Feature idea: I would love to see more power given to the LFO’s. Specifically, I’d like to be able to use, for example, chaotic functions (e.g., henon, gingerbread, martin fractals) to generate an LFO curve. This could either take the form of adding a few pre-fab choices added to the existing waveforms (sine, etc.) or, probably the easiest to implement and the most flexible, allowing the user to directly input a function in mathematical notation which would generate a curve for the LFO. Given that many chaotic functions use iteration (plugging the output of the last value into the calculation of the next value), it would be great if the feature could allow that.
There is a whole world of musically interesting possibilities between pure randomness and pure determinacy. Chaotic functions, among others, are interesting for their balance of predictability and unpredictability. I’d love to see Renoise being able to tap into that in their LFO’s.
At the very least, I’d like to be able to use fractional noise and random walks to create an LFO curve.
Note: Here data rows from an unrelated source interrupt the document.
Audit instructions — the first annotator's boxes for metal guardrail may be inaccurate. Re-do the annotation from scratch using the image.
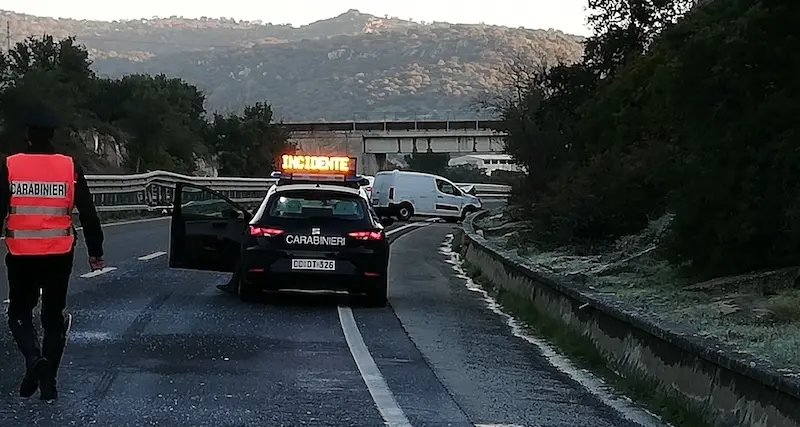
[82,170,511,213]
[281,119,504,133]
[279,111,500,122]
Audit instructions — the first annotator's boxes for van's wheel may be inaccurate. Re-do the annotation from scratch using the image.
[461,206,478,221]
[396,203,413,221]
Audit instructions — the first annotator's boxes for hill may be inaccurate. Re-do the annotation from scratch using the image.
[1,9,585,119]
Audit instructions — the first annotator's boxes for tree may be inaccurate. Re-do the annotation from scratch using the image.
[206,102,293,177]
[494,0,800,279]
[0,34,290,178]
[403,152,449,175]
[0,36,96,160]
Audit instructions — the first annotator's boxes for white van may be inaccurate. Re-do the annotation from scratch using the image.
[371,170,482,222]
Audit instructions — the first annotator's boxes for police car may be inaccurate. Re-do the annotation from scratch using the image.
[168,155,393,307]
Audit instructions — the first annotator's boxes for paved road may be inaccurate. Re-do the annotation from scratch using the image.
[0,216,664,427]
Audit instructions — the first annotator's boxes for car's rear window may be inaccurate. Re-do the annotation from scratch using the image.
[265,191,366,221]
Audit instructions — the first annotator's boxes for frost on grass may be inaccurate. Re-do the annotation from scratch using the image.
[474,208,800,371]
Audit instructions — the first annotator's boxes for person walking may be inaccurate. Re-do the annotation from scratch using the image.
[3,104,105,402]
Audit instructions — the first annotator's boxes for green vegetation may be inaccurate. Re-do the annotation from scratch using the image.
[493,0,798,280]
[479,0,800,370]
[0,35,292,174]
[3,9,585,119]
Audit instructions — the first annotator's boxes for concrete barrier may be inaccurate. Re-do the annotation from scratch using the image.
[460,210,800,427]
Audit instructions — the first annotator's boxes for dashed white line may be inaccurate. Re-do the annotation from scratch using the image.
[338,306,413,427]
[79,267,117,278]
[138,251,166,261]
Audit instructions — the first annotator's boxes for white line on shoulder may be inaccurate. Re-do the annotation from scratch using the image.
[333,221,435,427]
[338,306,412,427]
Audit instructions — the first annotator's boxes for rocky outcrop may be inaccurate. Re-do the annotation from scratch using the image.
[75,129,126,170]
Nice balance of predictability and unpredictability there.
Brilliant! Didn’t figure out how to iteration with it, if that’s possible, but it works great. Is there another way to use it other than pasting XML? Is it deprecated or something? I’m just concerned about it disappearing in a future Renoise release.
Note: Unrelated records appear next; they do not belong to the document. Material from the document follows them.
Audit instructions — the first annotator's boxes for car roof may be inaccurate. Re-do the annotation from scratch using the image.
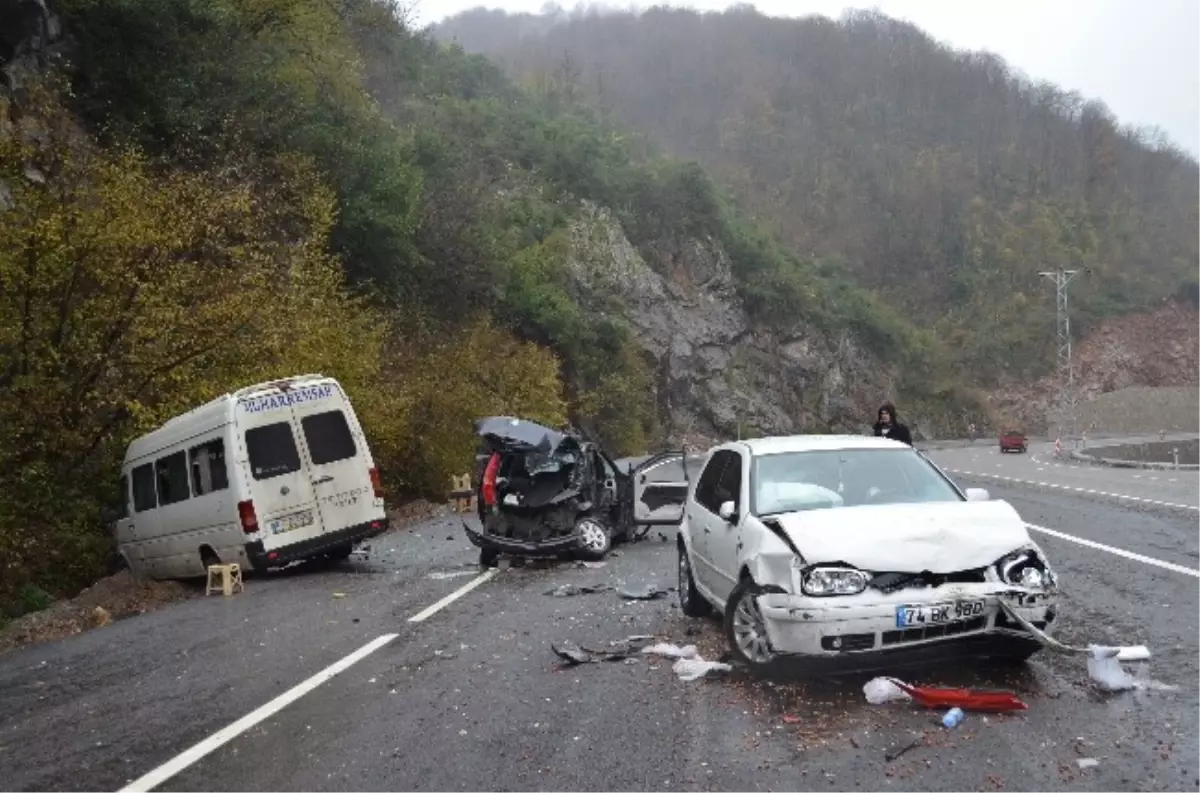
[725,434,910,457]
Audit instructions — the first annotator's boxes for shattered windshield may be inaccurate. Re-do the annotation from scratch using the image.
[751,449,962,515]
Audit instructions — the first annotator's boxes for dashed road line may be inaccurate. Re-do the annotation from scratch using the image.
[943,468,1200,512]
[119,633,400,792]
[1026,522,1200,578]
[409,568,498,622]
[121,569,501,791]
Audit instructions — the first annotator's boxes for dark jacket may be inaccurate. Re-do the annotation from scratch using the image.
[872,403,913,446]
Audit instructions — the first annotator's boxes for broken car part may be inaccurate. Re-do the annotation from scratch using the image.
[864,676,1027,713]
[465,418,690,563]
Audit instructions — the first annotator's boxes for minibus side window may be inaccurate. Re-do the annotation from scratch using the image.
[155,451,191,506]
[132,464,157,512]
[189,439,230,495]
[245,422,302,480]
[301,410,357,465]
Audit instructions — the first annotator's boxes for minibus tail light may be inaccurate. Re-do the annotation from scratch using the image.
[238,500,259,534]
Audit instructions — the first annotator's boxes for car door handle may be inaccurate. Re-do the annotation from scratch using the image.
[312,475,334,485]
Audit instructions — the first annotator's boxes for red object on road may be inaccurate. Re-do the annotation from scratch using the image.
[998,428,1028,453]
[891,680,1028,712]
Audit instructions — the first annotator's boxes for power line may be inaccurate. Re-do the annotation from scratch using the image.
[1038,268,1082,439]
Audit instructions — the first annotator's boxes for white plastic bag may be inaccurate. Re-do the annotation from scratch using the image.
[1087,646,1176,691]
[863,676,912,704]
[641,643,699,659]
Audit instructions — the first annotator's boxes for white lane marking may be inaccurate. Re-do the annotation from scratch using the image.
[121,570,501,791]
[943,468,1200,512]
[1027,523,1200,579]
[408,568,498,622]
[119,633,399,793]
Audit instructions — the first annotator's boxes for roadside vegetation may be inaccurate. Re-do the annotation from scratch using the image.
[1,0,959,617]
[438,4,1200,384]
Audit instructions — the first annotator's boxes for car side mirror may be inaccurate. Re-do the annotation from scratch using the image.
[718,500,737,522]
[964,487,990,502]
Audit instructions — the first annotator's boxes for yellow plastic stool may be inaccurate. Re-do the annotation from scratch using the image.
[205,563,244,597]
[448,473,476,513]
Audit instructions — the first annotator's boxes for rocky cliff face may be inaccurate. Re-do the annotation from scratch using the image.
[566,204,894,444]
[988,300,1200,435]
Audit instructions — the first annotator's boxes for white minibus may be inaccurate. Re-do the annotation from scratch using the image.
[113,374,389,578]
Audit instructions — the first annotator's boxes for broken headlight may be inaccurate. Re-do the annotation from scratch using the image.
[802,566,870,596]
[996,547,1055,589]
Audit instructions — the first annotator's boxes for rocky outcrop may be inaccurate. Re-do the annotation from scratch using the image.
[565,203,893,442]
[0,0,64,88]
[988,300,1200,435]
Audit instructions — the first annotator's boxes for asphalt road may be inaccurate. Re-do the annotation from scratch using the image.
[1,452,1197,791]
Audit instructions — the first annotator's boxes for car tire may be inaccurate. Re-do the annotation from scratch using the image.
[479,547,501,568]
[677,542,711,618]
[324,543,353,562]
[724,577,777,670]
[575,517,612,561]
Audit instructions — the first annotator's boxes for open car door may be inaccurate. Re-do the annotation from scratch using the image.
[630,452,692,531]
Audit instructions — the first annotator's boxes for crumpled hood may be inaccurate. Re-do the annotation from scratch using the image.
[769,500,1034,573]
[474,416,566,453]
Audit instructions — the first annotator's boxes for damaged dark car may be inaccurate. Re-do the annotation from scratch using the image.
[465,417,692,567]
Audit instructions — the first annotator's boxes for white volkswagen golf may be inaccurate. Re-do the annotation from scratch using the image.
[675,435,1060,673]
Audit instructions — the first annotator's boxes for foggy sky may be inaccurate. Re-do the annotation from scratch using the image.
[410,0,1200,158]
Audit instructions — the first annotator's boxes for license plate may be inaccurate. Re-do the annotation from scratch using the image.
[269,510,314,535]
[894,599,986,628]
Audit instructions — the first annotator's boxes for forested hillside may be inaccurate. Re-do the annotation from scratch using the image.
[1,0,957,614]
[436,4,1200,382]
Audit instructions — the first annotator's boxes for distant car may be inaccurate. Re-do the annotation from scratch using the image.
[464,417,691,566]
[674,435,1059,674]
[998,429,1028,453]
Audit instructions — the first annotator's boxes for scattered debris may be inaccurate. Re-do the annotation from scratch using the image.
[551,642,593,666]
[1000,601,1150,660]
[575,561,607,569]
[617,585,669,601]
[89,606,111,628]
[550,635,659,665]
[863,677,1026,712]
[428,569,478,581]
[1000,602,1173,692]
[885,738,923,762]
[1086,647,1178,692]
[545,583,613,597]
[673,657,732,681]
[641,643,699,659]
[332,592,347,599]
[864,677,911,704]
[781,714,802,725]
[1076,758,1100,770]
[941,707,965,729]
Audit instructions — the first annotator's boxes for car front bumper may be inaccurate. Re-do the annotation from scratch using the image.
[756,586,1056,672]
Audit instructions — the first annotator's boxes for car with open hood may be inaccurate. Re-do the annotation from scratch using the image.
[465,417,695,566]
[675,434,1059,674]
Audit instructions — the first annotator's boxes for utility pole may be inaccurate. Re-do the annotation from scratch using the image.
[1039,268,1081,440]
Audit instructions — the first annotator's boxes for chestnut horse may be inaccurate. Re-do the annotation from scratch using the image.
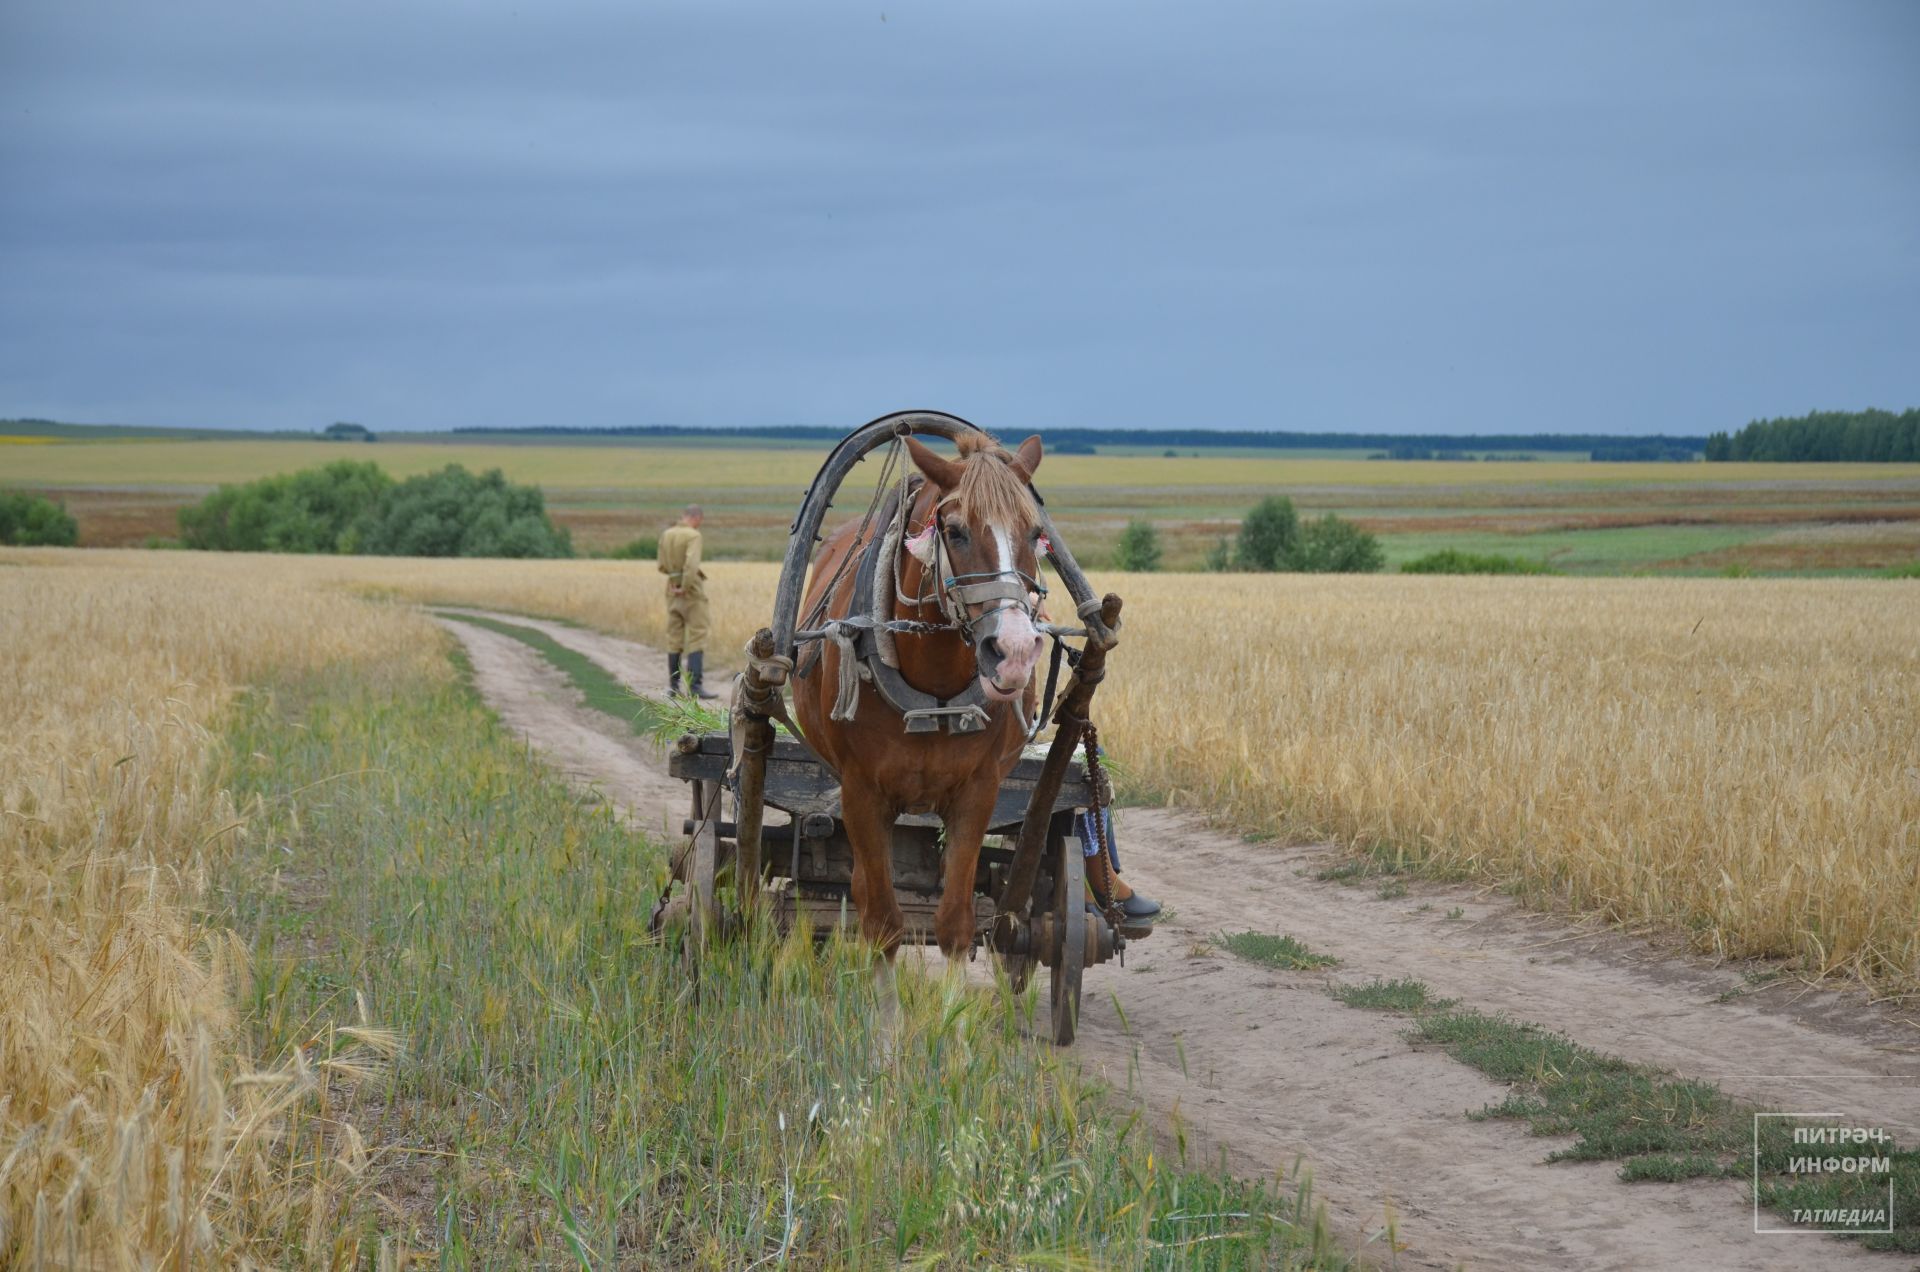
[793,431,1048,964]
Also just in case you haven’t tried it, for a less technical solution (for those of us that don’t do the maths and scripts) you can daisy-chain-oscillate LFO’s with other LFO’s and create some more complex curves.
not deprecated, it is still alpha, so not official. that is why you need to paste the XML. no idea how it will develop in future releases, but it sure got the community happy so good chance it will stay available in some form. plus, the more people using it and experimenting with it, the better it is tested and the more chance of a solid default implementation eventually.